Autocross (also called "Solo", "Auto-x" or "Autoslalom")[1][2] is a timed competition in which drivers navigate one at a time through a defined course on either a sealed or an unsealed surface. It is a form of motorsports that emphasizes safe competition and active participation. Autocross differs from road racing and oval racing in that generally there is only one car on the track, driving against the clock rather than other cars. As an entry-level motorsport it provides a stepping stone for drivers looking to move into other more competitive and possibly expensive forms of racing (such as rallying, rallycross and circuit racing).

Autocross courses are typically one to two kilometres long and tend to place demands on car handling and driver skill rather than on engine power and outright speed. Courses may be temporary and marked by traffic cones or be permanent tracks with approval by a motorsport body.

Events typically have many classes that allow almost any vehicle, from economy sedans to purpose-built racing cars, to compete. Due to the nature of a typical track, speeds can be slower when compared to other forms of motorsports, usually not exceeding highway speeds, but the activity level (measured in discrete turns per minute) can be higher than even Formula One due to the large number of elements packed into each course.[3]

Australian Autocross[edit]

A Swift GTI participating in an Australian autocross event

Australian autocross is type of motorsport sanctioned by the Confederation of Australian Motor Sport, which defines it as a speed event held on a dirt course less than two kilometres long. Eligible vehicles range from standard road-going cars through purpose-built buggies to full race- and rally-prepared machines. Drivers may begin competing at the age of 14 and must hold a recognised racing licence, which is usually obtainable on the day through the hosting club.[4]

American Autocross[edit]

American autocross is a form of autocross practiced in the United States of America. Events are typically held on flat, paved surfaces such as parking lots or airport tarmacs, and usually have a new course for each event, marked by traffic cones.

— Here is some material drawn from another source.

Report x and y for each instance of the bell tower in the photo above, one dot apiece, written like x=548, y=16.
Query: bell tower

Autocross is one of the most accessible and affordable forms of motorsport, and autocross events are open to novices. Because autocross events use rubber traffic cones to define the course, and are typically run on paved surfaces with few obstructions, the hazards and barriers to entry are low. While speeds are generally no greater than those encountered in legal highway driving, the combination of concentration and precision maneuvering gives drivers an experience similar to that of a full road course race. [5]

Autocross courses are made from traffic cones
Drivers must navigate a series of turns defined by traffic cones

Competitors range from casual participants driving their commuter vehicles, to dedicated competitors driving purpose-built cars with special tires. There are classes accommodating varying degrees of car modification, as well as classes specifically for women and children.[6]

Many events are open to spectators. Many local car clubs offer autocross novice driving schools to help drivers feel comfortable before a regular event.

The SCCA National Championship is held on Labor Day Weekend and the following week. It is considered the largest amateur motorsport racing event in the world.

British Autocross[edit]

European Autocross[edit]

European autocross is significantly different from most other types in that cars race wheel-to-wheel, and is similar to Folkrace.